Тодороки решил пойти по более безопасному пути. Вроде бы.
— Почему ты не хочешь, чтобы кто-то знал о том, что ты работаешь здесь?
— Ну ты уже знаешь.
— Да. А еще я знаю, что происходит в фильмах со свидетелями.
Бакуго ухмыльнулся (и эта усмешка обещала то самое, что происходило в фильмах).
— Это испортит… эм… мой имидж, — неуверенно произнес он и отстраненно посмотрел на получившийся букет, будто сам удивлялся, почему решил поделиться своими мыслями с одноклассником.
— Но это же просто работа.
— В цветочном магазине.
Тодороки не понимал, в чем проблема. Да, Иида предполагал, что тот устроился вышибалой в ночной клуб. Да, Каминари шутил, что его взяли в зоопарк (но не уточнял, в качестве кого). Да, Токоями упомянул про мафию, и никто спорить не стал… Вдобавок он вспомнил свои недавние рассуждения, которые не делали ему чести. А еще он вспомнил, что Аояма в шутку (а в шутку ли?) называл цветочный магазин; стоит ли говорить о том, что его предположение не было оценено и в пару йен?
Тодороки понял, в чем проблема.
— От того, что ты работаешь здесь, ты не перестанешь быть самим собой. И твои знания о флористике не влияют на твои способности как героя.
— Видишь урну? — Бакуго показал пальцем на ведро, стоящее возле дивана. Тодороки кивнул. — Вот туда выкинь этот нахрен никому ненужный сеанс психотерапии.

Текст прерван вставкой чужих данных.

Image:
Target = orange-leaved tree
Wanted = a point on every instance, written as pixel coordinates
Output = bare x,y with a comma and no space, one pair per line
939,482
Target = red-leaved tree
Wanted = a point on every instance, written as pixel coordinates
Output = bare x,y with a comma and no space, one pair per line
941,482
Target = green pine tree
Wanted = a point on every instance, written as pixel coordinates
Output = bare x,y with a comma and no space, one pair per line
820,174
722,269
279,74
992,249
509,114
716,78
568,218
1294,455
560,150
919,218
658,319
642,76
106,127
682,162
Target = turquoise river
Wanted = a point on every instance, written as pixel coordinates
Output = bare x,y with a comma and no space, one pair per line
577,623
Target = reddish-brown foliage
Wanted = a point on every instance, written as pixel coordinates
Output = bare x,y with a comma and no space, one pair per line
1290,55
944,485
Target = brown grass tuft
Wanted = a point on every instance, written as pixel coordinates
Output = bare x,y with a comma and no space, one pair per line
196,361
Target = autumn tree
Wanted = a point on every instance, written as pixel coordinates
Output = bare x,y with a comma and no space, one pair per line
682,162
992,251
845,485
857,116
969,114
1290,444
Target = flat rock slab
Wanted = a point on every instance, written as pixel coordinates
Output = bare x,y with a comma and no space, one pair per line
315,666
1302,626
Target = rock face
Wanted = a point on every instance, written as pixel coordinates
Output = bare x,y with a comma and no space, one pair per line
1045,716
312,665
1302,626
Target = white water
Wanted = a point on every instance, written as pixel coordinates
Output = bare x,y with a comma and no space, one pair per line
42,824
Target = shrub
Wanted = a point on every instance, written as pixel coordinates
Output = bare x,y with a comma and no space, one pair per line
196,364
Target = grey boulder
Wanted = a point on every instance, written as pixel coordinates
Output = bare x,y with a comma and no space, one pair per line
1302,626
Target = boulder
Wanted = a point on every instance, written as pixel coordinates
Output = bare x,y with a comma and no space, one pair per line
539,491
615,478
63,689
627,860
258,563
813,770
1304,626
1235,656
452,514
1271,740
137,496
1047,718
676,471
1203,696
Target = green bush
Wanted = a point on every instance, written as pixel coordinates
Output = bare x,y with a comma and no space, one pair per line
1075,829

Бакуго протянул Тодороки букет. Тодороки букет взял. А потом Бакуго притянул к себе за ворот рубашки самого Тодороки.
— Если ты кому-то растреплешь, что я работаю здесь, я соберу все эти цветы и засуну в твою задницу, полью из лейки и украшу оберточной бумагой.
Да, их отношения с Бакуго за прошедший год изменились, но не так, чтобы прямо очень.
Однако этого хватило для того, чтобы Тодороки начинал терять от Бакуго голову. Перед ним не летали Купидоны, пульс не переваливал за две сотни, да и фотографию Бакуго в общем чате класса он на ночь не целовал (разве что разглядывал, только чш-ш), но кое-что в его груди сжималось каждый раз, когда он видел одноклассника.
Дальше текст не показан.